The federated nature of e-mail is degrading. Most recent example: My kid just registered with CCCApply (the central website for California Community and City colleges).
It took a while. Finally after calling support I found out that the e-mail you get your confirmation code to doesn't work with most e-mail providers (they said custom e-mail domains hardly ever work, Yahoo e-mails never work, Outlook is iffy) so please register with a gmail address (and they offered to help me sign up for gmail if I didn't have it).
An older example: According to a Macy's CS rep, Macy's won't deliver their e-mails to domains registered with godaddy (the actual e-mail provider apparently doesn't matter, but in this case it was Microsoft). My mom has an account with them that she can't access, because she needs to receive an e-mail to login, and she needs to login to change which e-mail address is associated with it.
How so? Just because many people use mega-corp for email doesn't mean you need to. There are tons of alternative, small company providers or you can host your own. None of these require big-corp's support.
Because according to popular judgement, independent email hosting in the modern day is a very difficult ordeal.

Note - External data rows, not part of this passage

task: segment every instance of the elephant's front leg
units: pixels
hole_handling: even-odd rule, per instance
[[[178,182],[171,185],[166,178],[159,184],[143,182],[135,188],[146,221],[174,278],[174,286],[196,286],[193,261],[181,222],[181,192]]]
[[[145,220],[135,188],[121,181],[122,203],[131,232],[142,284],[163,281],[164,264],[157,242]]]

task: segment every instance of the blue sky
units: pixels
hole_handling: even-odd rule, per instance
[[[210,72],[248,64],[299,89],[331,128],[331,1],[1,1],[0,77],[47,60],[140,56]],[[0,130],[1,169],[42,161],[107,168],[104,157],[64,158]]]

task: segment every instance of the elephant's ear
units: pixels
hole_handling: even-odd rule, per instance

Is that true? Is that false? How would one tell? One's own experience will be trivially handwaved away as an anecdote, people's experiences will be handwaved away as hearsay, and a claim of general consensus will be handwaved away by other claims that the person pointing it out is just living in a bubble. Principled thinking? Could be false, could be true, really - both would make sense. Doesn't sound very productive to discuss to me.
If nothing else, surely you can agree that despite what might be, what is is that email is incredibly centralized, right?
It is centralized (I wouldn't say "incredibly", but sufficiently) but because it is an open standard it doesn't matter. You can switch providers very easily with many options.